Illustration shows AI Artificial intelligence words, miniature of robot and U.S. flag

By David Shepardson and Alexandra Alper

WASHINGTON (Reuters) -A bipartisan group of senators, including Majority Leader Chuck Schumer, on Wednesday called on Congress to approve $32 billion in funding for artificial intelligence research to keep the U.S. ahead of China in the powerful technology.

The senators, including Republicans Mike Rounds and Todd Young and Democrat Martin Heinrich, announced the goal as part of a legislative roadmap to address the promises and perils of AI.

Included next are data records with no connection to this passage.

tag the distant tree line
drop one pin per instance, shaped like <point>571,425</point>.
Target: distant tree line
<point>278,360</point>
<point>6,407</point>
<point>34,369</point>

If China is “going to invest $50 billion, and we’re going to invest in nothing, they’ll inevitably get ahead of us. So that’s why even these investments are so important,” Schumer said Wednesday.

The roadmap could help the U.S. address mounting worries about China’s advances in AI. Washington fears Beijing could use it to meddle in other countries’ elections, create bioweapons or launch muscular cyberattacks.

U.S. officials flagged concerns over China’s “misuse” of artificial intelligence in their first formal bilateral talks on the issue this week. Reuters reported this month that President Joe Biden’s administration is poised to open a new front in its effort to safeguard U.S. AI from China and Russia.

“This is a time in which the dollars related to this particular investment will pay dividends to the taxpayers of this country long term,” Rounds said. “China now spends probably about 10 times more than we do on AI development. They are in a hurry.”

The funding would cover non-defense uses of AI, the lawmakers said. Senators are still considering how much Congress should dedicate to defense-related AI, “but it’s going to be a very large number,” Schumer added.

Senators called for Congress to fund cross-government AI research and development including an all-of-government “AI-ready data” initiative and government AI testing and evaluation infrastructure.

They also called for more money for the Commerce Department’s export control division, which has barred the export of some advanced AI chips and tools to make them to China.

The Biden administration and lawmakers have sought AI legislation but made little headway. The administration is separately moving to adopt rules.

Schumer said he hoped Congress would pass some legislation by year-end.